Defendants seek dismissal of Plaintiff's Fourteenth Amendment due process claims that he was deprived of his property. In his Second Amended Complaint, Plaintiff alleges that Defendants Vargas and Franklin searched his cell and removed his "legal books, legal papers and universal adapter." (SAC at 14.) In addition, Plaintiff claims that Defendant Scribner was responsible for a policy that caused him to be deprived of some underwear, socks and t-shirts. (Id.)

To the extent that Plaintiff is attempting to bring a Fourteenth Amendment due process claim relating to the unauthorized deprivation of his property, such a claim will not state a federal cause of action under § 1983 if the plaintiff has an adequate post-deprivation state remedy. See Hudson v. Palmer, 468 U.S. 517, 533 (1984). The California Tort Claims Act ("CTCA") provides an adequate post-deprivation state remedy for the random and unauthorized taking of property.

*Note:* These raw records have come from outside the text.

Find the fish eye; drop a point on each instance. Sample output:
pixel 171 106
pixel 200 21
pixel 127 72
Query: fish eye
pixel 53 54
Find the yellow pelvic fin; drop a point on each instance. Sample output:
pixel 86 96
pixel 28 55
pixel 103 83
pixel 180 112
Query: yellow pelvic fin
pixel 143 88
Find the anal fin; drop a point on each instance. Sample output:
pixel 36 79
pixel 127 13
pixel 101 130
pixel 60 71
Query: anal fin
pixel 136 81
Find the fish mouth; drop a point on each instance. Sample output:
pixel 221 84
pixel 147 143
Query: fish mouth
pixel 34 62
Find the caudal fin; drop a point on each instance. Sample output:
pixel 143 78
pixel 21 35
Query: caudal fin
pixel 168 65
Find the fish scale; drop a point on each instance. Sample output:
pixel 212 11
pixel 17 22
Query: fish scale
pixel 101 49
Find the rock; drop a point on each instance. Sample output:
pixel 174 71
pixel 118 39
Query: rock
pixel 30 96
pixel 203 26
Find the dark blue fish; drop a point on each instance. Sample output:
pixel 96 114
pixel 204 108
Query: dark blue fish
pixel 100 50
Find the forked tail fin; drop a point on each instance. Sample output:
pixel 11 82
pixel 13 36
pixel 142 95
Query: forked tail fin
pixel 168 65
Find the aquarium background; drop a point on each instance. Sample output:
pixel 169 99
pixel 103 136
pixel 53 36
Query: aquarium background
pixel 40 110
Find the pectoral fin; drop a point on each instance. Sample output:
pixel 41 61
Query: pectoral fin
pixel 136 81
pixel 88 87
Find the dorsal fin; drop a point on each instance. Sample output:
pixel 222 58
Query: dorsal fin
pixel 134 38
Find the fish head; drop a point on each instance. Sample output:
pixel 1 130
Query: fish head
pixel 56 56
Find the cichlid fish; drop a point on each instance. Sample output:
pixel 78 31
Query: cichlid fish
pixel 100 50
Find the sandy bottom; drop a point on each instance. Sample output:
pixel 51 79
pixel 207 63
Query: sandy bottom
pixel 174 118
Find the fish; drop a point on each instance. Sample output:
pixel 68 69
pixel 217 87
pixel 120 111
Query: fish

Barnett v. Centoni, 31 F.3d 813, 816-17 (9th Cir. 1994). Here, Plaintiff has an adequate state post-deprivation remedy. Thus, Defendants Vargas, Ortiz and Scribner's Motion to Dismiss Plaintiff's Fourteenth Amendment property claims is GRANTED pursuant to FED.R.CIV.P. 12(b)(6) without leave to amend.*fn3

G. Count 5 - Fourteenth Amendment Equal Protection Claims

Plaintiff alleges Defendants Scribner, Ochoa, Bourland, Nelson, Greenwood and Madden denied him equal protection under the laws when they denied him "the same amount of fresh air and recreation as inmates of the same custody level and the same privilege group." (SAC at 15.) Plaintiff brought these claims in his First Amended Complaint as well. In their previous Motion to Dismiss, Defendants moved for dismissal of these claims on the grounds that Plaintiff had not exhausted these claims prior to filing this action. This Court found that Defendants had submitted declarations indicating that Plaintiff did not file any grievance alleging that "members of a different work group had better access to the recreational yard." (See Mar. 5, 2008 Order at 6.) Plaintiff did not offer any documentation to rebut Defendants' evidence in support of their previous motion. Thus, Plaintiff's claims of equal protection based on the same facts alleged in his Second Amended Complaint have already been dismissed for failing to exhaust his administrative remedies. (Id. at 6, 15). Moreover, Plaintiff admits in his Opposition to the current motion that he did not initiate the administrative appeal for his equal protection claims until February 22, 2008, well after he initiated this action. (See Pl.'s Opp'n dated Jan. 20, 2009 at 6.) There are no new facts presented by Plaintiff to overcome the Court's prior decision dismissing his equal protection claims for failure to exhaust his administrative remedies prior to filing this action.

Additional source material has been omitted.